Но ее словно не услышали.

Новое лихорадочное, крепкое объятие и сбивчивый шепот в самое ухо:

— Клянусь, я сделаю тебя очень счастливой, самой счастливой женщиной на свете, Рэлико!

Рихард отпустил ее и торопливым шагом направился прочь, поскользнувшись на повороте так, что Рэлико испугалась, как бы он не упал.

Проводив его взглядом, она медленно двинулась в другую сторону. Знакомый путь, знакомый до боли…

Но скоро в ее жизни все изменится. И, вероятно, в ней не будет места чудесам ее бога.

Вдруг порыв северного ветра взлохматил волосы, разметал на ее пути снег. И тихо шепнул в самое ухо голосом Ланежа:

— Я вернусь по весне, Рэлико.

И только теперь разлилась в душе горькая, терпкая радость.

— Спасибо, — только и смогла прошептать в ответ девушка.

Горло сдавили непролитые слезы.

Он вернется.
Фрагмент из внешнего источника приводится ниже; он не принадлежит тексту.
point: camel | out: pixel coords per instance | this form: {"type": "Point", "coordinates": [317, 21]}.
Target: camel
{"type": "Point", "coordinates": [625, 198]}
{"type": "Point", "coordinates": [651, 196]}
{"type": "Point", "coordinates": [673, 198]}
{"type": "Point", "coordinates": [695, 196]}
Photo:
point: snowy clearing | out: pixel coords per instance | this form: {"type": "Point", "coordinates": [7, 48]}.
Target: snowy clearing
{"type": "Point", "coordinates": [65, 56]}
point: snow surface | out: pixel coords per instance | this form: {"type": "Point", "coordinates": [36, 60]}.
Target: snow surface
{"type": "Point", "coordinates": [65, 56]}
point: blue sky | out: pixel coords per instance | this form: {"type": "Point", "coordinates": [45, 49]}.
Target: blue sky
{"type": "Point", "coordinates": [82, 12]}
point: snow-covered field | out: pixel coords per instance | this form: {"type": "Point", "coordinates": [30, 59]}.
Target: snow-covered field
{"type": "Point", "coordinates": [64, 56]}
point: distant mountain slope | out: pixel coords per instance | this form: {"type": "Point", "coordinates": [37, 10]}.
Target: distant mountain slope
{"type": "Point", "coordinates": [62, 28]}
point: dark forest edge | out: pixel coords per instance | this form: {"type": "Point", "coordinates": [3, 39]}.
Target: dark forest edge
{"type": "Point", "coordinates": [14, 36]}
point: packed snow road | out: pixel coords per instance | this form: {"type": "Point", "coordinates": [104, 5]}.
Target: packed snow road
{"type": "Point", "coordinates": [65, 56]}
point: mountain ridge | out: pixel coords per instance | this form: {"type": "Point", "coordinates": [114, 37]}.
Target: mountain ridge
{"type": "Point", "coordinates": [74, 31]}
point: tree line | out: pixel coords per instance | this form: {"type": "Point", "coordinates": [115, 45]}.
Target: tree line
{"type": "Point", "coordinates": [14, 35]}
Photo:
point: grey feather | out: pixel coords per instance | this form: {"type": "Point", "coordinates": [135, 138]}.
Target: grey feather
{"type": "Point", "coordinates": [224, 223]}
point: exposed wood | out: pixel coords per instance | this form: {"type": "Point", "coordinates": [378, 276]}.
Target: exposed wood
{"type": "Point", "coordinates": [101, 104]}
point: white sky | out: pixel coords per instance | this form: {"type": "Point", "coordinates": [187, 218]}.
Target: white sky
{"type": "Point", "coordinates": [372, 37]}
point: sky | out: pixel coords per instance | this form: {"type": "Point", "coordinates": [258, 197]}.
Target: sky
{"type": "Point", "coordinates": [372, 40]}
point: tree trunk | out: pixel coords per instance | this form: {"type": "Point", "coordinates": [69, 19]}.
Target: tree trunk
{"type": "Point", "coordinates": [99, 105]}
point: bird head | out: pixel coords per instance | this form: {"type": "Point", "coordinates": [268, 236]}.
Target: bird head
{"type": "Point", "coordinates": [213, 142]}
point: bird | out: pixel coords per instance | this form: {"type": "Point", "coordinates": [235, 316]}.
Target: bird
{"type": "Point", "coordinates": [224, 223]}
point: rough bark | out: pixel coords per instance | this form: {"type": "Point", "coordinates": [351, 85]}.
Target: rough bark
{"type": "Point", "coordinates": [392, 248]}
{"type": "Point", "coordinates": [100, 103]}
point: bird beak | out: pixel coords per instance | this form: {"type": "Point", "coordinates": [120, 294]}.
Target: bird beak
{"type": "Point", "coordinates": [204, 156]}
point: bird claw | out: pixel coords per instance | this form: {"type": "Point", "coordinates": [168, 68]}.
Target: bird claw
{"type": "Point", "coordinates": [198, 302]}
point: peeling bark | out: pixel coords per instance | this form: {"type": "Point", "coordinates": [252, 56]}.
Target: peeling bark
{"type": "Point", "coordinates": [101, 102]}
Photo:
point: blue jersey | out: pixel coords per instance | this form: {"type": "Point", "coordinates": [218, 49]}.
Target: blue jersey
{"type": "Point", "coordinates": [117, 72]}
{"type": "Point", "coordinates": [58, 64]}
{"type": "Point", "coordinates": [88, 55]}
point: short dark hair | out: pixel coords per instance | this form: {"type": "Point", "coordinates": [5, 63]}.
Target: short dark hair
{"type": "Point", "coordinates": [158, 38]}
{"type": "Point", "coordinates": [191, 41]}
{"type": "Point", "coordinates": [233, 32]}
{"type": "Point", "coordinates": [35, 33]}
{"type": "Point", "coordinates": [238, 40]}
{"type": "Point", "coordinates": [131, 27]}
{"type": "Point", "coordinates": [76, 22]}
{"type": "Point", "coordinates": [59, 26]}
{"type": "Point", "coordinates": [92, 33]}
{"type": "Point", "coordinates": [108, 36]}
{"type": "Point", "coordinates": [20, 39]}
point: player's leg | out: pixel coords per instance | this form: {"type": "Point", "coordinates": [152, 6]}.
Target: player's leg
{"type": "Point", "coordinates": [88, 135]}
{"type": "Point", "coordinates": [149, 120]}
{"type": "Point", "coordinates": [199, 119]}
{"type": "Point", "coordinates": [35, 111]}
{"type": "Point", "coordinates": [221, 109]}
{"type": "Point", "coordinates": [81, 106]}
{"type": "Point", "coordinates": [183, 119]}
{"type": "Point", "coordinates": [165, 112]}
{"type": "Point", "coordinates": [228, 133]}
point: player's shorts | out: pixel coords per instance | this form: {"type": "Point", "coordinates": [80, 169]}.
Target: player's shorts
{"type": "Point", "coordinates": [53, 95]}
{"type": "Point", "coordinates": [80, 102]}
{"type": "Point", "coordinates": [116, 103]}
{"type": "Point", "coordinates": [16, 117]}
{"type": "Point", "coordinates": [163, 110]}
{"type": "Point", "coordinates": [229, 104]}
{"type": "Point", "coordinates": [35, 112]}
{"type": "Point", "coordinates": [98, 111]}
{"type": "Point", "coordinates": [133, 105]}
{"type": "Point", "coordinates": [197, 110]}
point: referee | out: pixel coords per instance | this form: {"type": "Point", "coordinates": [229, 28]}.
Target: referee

Не покинет ее. Вернется!

А она всегда будет его ждать. Что бы ни произошло, что бы ни говорили, что бы ни советовали — ее бог всегда будет для нее на первом месте.

И Рэлико направилась домой, даже не замечая, что каждый ее шаг оставляет на обнажившейся мостовой тонкий, почти прозрачный инеистый след.

Ланеж тяжело смотрел вдаль, и его медленно заносило снегом, который он впервые не разгонял и не стряхивал. Ему даже хотелось слиться со стихией, вернуться в те времена, когда он был духом и не знал этих чувств, прогрызающих душу насквозь…

Встреча вышла даже более тяжелой, чем можно было предположить. С каждым ударом сердца все сложнее становилось изображать бесстрастность, все тяжелее делать вид, что он рад за нее и ничуть не возражает.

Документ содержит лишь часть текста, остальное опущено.